But we’ll probably never know.
The Royals were off last Monday, but Tartabull was a very busy guy.
First, he sent a white limousine to pick up Van Kirk, sending along roses and a note asking her to go with the driver to Wyandotte County Lake on the outskirts of Kansas City.
Tartabull was waiting in a tuxedo with caterers and a harpist. A four-course meal was served.
Afterward, Tartabull took Van Kirk up a hill to a fireworks display.
“Kellie, Will You Marry Me?” read the display.
“Yes,” she said, and the fireworks were set off.
“I’ll get married, I’ll have kids, and I’ll have a lot of things happen in my life, but that was a night I’ll treasure for as long as I live,” Tartabull said.
Mr. Excitement: Joe Robbie, owner of the Miami Dolphins, usually stays out of football matters. But last Sunday, when Miami, picking ninth, selected running back Sammie Smith and later picked safety Louis Oliver in the first round of the National Football League draft, Robbie got involved, sort of.

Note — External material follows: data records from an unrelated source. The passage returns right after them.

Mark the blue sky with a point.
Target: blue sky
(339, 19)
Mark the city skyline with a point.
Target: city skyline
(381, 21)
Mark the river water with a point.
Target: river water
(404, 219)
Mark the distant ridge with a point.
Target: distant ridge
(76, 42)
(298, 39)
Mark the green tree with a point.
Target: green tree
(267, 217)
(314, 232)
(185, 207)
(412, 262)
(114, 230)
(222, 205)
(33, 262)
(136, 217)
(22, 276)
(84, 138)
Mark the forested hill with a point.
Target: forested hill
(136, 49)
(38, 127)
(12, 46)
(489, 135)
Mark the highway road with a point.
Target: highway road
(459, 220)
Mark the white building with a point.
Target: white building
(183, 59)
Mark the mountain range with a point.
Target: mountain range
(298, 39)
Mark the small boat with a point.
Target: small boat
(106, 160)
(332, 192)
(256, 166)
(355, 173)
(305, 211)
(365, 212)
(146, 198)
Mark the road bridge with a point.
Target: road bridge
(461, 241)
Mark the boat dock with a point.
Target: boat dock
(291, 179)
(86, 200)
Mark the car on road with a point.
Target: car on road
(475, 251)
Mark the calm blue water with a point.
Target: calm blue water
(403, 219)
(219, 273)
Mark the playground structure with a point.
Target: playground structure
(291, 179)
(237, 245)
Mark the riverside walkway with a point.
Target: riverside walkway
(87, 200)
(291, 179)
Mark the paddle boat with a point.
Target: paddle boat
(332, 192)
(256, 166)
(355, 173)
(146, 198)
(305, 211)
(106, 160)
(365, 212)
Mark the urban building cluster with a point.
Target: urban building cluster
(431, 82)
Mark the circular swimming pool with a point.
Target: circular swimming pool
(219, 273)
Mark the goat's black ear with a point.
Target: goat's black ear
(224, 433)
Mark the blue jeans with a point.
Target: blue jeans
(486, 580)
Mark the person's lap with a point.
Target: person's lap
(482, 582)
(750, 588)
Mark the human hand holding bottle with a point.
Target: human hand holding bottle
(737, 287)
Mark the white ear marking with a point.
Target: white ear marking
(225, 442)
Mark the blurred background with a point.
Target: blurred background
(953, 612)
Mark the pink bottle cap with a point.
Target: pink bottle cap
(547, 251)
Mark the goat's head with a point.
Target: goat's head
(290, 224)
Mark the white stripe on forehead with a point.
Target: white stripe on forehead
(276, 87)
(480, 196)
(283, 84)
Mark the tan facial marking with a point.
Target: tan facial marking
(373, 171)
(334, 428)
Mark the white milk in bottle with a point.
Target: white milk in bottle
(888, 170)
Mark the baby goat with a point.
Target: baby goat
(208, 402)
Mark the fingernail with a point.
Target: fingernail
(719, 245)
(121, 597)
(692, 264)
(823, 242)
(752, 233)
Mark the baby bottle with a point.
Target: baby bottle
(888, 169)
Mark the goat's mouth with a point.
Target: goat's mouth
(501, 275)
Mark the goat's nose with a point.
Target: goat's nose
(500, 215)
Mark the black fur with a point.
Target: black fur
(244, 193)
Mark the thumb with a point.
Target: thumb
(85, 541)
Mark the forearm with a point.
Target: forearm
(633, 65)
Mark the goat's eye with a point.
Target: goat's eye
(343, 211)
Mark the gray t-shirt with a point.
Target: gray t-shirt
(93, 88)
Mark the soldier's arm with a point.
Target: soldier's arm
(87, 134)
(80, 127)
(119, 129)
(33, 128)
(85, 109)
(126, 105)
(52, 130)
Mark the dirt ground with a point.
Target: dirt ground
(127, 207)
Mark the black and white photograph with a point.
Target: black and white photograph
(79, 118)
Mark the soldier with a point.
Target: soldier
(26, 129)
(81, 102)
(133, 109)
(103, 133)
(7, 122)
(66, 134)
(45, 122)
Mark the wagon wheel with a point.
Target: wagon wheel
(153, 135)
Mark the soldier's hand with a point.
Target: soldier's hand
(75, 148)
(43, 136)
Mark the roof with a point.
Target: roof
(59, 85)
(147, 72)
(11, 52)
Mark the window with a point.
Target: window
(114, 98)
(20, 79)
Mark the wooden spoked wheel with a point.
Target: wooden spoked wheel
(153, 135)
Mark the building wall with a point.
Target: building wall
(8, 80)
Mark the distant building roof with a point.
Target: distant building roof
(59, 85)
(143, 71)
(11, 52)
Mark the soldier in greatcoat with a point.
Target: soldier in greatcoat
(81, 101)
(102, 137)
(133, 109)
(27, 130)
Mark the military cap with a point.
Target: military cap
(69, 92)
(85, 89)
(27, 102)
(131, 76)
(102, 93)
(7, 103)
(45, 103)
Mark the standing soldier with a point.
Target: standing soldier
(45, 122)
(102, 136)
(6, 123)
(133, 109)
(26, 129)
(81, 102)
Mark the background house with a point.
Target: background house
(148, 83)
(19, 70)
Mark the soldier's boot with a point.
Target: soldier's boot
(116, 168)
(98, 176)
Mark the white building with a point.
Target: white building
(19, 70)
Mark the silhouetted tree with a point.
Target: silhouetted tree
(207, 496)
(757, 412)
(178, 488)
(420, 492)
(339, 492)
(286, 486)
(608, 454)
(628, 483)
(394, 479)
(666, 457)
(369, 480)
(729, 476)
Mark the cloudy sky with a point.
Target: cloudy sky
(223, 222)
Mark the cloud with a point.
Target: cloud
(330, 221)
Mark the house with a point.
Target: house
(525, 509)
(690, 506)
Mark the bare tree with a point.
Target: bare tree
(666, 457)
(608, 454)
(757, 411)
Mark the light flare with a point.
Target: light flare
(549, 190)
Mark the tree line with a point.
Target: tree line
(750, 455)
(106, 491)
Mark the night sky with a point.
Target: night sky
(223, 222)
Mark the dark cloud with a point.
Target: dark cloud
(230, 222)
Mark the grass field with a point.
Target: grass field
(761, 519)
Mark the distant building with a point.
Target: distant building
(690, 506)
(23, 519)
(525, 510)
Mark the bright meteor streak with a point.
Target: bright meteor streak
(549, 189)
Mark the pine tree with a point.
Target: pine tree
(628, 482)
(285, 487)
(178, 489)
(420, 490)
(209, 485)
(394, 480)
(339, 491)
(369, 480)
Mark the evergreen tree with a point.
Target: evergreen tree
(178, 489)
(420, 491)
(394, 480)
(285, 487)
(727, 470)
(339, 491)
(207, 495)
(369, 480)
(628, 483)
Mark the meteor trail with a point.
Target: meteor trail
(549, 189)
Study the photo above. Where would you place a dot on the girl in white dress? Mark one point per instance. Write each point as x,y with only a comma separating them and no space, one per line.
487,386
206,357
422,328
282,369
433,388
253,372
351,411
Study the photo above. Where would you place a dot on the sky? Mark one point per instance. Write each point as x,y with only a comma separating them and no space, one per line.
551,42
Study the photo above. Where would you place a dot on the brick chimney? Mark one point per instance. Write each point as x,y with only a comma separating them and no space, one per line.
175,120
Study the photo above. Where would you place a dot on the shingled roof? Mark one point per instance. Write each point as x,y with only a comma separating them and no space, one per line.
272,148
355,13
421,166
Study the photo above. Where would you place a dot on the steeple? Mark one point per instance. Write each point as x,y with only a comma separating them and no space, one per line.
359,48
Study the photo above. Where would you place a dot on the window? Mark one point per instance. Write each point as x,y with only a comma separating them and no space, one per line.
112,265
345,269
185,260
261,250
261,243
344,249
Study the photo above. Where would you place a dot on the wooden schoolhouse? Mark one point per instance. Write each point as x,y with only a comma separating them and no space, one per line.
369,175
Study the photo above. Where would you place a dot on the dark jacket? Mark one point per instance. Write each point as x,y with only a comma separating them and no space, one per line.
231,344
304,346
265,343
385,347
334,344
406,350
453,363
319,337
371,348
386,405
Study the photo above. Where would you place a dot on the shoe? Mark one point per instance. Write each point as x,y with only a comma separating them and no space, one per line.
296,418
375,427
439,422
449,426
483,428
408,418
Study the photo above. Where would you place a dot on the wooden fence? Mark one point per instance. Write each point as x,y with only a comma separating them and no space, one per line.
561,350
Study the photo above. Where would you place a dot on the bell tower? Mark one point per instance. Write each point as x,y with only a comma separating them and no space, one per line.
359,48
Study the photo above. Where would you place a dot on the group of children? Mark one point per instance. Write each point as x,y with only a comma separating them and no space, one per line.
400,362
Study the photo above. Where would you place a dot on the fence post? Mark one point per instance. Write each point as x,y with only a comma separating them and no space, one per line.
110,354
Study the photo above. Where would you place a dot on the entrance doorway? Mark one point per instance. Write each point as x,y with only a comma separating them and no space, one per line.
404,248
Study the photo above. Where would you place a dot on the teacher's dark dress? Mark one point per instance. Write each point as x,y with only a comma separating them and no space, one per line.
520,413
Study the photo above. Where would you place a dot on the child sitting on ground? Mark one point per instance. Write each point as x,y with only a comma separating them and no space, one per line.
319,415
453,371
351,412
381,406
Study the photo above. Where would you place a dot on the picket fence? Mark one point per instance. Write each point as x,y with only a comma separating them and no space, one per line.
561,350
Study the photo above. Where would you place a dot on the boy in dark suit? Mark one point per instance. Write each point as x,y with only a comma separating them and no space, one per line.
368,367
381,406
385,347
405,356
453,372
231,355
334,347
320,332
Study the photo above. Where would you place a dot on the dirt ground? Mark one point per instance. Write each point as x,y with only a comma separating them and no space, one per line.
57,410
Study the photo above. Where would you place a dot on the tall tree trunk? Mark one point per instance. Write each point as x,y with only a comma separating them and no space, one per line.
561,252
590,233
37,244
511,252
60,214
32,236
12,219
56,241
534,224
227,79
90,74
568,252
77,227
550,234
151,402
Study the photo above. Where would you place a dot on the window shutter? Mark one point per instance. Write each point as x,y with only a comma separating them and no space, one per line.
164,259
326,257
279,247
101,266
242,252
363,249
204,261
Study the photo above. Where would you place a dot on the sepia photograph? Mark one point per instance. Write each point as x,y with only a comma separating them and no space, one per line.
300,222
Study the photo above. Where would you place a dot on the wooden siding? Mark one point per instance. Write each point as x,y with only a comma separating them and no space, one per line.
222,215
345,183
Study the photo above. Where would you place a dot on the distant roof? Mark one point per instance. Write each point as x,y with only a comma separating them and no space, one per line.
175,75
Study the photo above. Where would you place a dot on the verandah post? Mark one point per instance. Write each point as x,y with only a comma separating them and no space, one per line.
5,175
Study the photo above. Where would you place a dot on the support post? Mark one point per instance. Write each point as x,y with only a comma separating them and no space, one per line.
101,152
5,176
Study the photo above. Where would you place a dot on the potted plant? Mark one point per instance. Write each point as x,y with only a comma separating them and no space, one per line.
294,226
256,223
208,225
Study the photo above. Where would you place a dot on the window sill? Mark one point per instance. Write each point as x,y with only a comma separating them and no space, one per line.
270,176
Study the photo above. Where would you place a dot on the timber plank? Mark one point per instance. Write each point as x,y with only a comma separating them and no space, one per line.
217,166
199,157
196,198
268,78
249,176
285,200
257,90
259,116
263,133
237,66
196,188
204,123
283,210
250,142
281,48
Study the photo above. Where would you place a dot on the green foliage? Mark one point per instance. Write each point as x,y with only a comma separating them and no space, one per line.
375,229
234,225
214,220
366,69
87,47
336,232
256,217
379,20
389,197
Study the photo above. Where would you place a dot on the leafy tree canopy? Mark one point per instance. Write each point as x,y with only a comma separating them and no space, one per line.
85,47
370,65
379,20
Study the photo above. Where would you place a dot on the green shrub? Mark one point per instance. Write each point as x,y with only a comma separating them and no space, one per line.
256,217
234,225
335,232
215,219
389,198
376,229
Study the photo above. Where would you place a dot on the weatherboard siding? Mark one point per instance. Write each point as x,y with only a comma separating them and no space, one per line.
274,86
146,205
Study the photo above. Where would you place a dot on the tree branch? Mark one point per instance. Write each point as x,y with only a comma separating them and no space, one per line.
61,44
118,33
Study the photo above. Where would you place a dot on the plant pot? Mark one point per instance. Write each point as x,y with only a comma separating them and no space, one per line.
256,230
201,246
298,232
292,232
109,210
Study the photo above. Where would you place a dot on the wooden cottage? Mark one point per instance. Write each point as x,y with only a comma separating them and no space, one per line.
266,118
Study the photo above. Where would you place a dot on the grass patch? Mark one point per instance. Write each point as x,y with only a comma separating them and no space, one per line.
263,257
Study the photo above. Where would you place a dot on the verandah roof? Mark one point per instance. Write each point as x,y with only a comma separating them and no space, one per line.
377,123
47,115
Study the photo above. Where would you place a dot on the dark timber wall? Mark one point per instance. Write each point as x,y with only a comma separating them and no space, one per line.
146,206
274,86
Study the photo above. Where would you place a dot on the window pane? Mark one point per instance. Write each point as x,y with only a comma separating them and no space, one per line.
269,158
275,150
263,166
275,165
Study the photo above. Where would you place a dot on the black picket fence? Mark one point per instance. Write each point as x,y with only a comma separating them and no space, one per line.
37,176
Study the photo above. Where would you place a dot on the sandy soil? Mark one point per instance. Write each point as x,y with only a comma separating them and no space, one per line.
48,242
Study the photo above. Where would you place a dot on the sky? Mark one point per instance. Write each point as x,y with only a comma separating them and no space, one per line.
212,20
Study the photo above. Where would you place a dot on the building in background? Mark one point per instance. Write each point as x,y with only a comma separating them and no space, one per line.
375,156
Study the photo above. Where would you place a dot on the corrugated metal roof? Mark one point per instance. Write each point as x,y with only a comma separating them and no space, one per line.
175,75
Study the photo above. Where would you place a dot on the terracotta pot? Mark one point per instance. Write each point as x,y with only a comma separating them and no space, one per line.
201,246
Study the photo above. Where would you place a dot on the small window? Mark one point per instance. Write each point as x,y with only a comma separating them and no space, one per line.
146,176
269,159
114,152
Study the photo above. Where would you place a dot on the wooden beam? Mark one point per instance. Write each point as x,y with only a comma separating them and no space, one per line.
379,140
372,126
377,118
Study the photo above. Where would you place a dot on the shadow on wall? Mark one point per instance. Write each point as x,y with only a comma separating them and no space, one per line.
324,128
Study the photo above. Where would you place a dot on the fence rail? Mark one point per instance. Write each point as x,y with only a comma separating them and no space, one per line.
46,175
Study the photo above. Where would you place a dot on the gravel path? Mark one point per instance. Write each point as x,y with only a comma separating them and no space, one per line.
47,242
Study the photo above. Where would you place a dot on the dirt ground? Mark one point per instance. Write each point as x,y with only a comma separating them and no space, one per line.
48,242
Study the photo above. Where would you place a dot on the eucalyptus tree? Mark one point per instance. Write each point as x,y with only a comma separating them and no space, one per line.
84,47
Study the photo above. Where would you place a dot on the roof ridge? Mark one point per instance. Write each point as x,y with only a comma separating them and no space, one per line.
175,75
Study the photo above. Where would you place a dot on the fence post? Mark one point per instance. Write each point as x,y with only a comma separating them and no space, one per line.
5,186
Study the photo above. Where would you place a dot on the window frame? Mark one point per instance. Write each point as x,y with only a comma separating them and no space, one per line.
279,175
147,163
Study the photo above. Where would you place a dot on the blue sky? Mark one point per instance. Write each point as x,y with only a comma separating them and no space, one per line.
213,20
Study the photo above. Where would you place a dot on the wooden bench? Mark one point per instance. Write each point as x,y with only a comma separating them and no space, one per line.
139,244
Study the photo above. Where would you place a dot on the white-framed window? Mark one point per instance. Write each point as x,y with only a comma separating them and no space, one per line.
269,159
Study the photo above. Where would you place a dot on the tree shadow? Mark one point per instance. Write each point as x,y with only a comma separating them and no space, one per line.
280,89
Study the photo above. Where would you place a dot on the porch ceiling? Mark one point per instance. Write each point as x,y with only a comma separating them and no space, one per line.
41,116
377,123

When the trade with Chicago was completed that allowed the Dolphins to take Oliver with the 25th pick, Robbie got so excited that he gave his coach, Don Shula, a high-five.
“I’ve never seen emotions like that in a draft room,” Robbie said. “In fact, I don’t know if I’ve ever seen emotions in a draft room.”
Trivia time: While playing football for Army, Dwight D. Eisenhower broke his leg trying to tackle which famous player?
Setting the record straight: Houston’s Glenn Davis, whose home run streak reached four consecutive games Wednesday night, giving him seven homers, tops in the National League, said it when asked to explain his power outburst: “Most home run hitters will admit it. I don’t know what it is, but when you get in a groove, maybe muscle memory takes over. You get a pitch you can hit and just react.”
Got that?
Unhappy anniversary: Last April 28, the winless Baltimore Orioles set an American League record by losing their 21st straight game, falling to the Minnesota Twins, 4-2.
What They’re Doing Now Dept.: Andy Benes of Evansville, who was the first player picked in last summer’s major league draft by San Diego, is mowing ‘em down at Wichita, the Padres’ affiliate in the double-A Texas League. The hard-throwing right-hander is 3-0 with a 0.56 earned-run average. In 32 innings, he has 44 strikeouts and has yielded just 18 hits and five walks.
Trivia answer: Jim Thorpe.
Quotebook: “We practiced in the Swale Stakes, the Gotham and the Wood Memorial,” Easy Goer’s trainer Shug McGaughey said upon arriving at Churchill Downs in preparation for next Saturday’s Kentucky Derby. “Now we’re fixin’ to play.”